Lee Ingleby, Star of Tense Mystery ‘Innocent,’ Calls TV ‘The New Cool’
Until not so long ago, television was widely considered the place for dramas that weren’t quite prestigious enough for the movies.
Lee Ingleby, star of Sundance Now’s intense new murder mystery Innocent, says he never saw it that way.
“I always thought television was the best genre,” says the 42-year-old British actor. “It’s personal. It’s in your living room.”
Throughout his own 20-year career Ingleby has moved easily and often between the two, with roles like Detective Sgt. John Bacchus in the hit British TV series George Gently and the memorable Stan Shunpike in the film Harry Potter and the Prisoner of Azkaban.
“In technical terms of what you do as an actor, the movies and television aren’t too different,” says Ingleby. “The big difference is in budget. If you’re on a film like Harry Potter, with an unlimited budget, you might do a scene 20 times. With a television series, you’re on a much tighter schedule.”
He says he just likes the impact of television.
“It’s probably from my own experience,” he says. “I was such a massive TV buff growing up. I remember sitting down watching it with my family. And now there’s so much more there, with all the channels, Netflix, Amazon and so on.
“It’s become the new cool.”
Innocent, a four-part drama that rolls out Thursdays through April 12 on Sundance’s streaming service, stars Ingleby as David Collins, who was convicted seven years earlier of murdering his wife. When he is released on what most people see as a technicality, he declares his innocence, vows to help find the real killer and mostly wants to reconnect with his two children.
The kids are Jack (Fionn O’Shea), who’s about 16, and Rosie (Eloise Webb), who’s younger.
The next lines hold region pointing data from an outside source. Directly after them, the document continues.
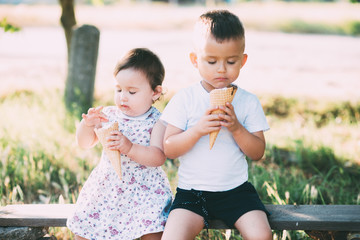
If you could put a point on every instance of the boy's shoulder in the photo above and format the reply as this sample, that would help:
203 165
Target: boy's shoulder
245 95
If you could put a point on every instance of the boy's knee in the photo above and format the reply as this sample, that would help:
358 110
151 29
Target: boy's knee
259 235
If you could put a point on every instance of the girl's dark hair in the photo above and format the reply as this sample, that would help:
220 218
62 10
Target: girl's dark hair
223 25
144 60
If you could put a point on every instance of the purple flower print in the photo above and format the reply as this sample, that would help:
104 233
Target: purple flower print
113 231
132 181
119 190
95 215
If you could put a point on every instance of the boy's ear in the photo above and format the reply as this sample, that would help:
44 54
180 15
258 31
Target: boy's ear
244 59
193 59
157 93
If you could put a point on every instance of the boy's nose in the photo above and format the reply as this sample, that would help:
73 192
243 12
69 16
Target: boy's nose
221 67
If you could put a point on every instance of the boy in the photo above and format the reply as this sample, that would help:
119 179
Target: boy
213 183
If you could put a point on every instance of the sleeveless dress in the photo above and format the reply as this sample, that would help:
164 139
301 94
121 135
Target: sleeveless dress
110 208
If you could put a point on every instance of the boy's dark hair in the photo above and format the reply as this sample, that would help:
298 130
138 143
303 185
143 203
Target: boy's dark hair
223 25
144 60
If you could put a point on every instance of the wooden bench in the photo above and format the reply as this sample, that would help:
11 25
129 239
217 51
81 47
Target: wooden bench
319 221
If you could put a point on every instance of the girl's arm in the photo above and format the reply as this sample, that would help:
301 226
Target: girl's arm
85 135
178 142
152 155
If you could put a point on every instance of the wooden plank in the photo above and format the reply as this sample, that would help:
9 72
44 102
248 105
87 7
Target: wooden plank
35 215
283 217
315 217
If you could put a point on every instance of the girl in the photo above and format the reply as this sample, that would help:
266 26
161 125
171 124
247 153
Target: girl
138 205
They have been living with their aunt Alice (Hermione Norris), whose testimony about David’s violent behavior toward his late wife was a key factor in his conviction.
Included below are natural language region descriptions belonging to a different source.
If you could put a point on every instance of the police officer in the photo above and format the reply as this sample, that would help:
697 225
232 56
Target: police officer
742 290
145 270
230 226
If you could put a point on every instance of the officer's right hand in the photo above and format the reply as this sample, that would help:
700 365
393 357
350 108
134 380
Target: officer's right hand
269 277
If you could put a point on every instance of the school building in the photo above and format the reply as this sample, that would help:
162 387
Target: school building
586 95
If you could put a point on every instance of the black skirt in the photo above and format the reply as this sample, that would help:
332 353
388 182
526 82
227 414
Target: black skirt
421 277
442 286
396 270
David maintains Alice was lying about abuse, and a new police investigation finds evidence that casts doubt on both the original police work and the verdict. At several points the story seems to point a finger at characters who turn out to have been guilty of regrettable actions that they had been trying to hide, but which fall short of murder.
“It’s interesting to lead people down blind alleys and throw in some red herrings,” says Ingleby. “It creates suspense and gives you a feeling for what the characters are going through.
“You could have cut the story back to the bare bones and told it in a two-hour movie. But you want to explain the struggles, the connections and the feelings.
“We talked a lot about what David would do when he meets the children again. He was in prison for what he thought would be life. He didn’t think he’d ever see them again. And the kids have totally believed that their father killed their mother, until suddenly he is released without any real explanation.
“What does everyone do in a situation that awkward?”
It’s those kinds of nuances, he says, “that you can’t do in two hours.”
In the broader picture, says Ingleby, he was drawn to Innocent “because I liked the idea of someone trying to integrate back into society after he’d been in prison for so long and was suddenly released.
“It’s not like someone who was found to be innocent. When he’s released, people still think he’s guilty. They don’t want to forgive and forget.
“Also, prison isn’t a fun place for anyone, but someone who did something like kill his own wife is ostracized further, even within that world.
“So he has all of that to deal with. You understand his anger and frustration.”
While all this doesn’t prevent Innocent from reaching a resolution of sorts, Ingleby says none of these characters is likely to put this drama in their rearview mirrors.
“The end of our story is really just the beginning of a long journey for these characters,” he says. “What’s happened will never leave them. The story will continue even though we don’t.”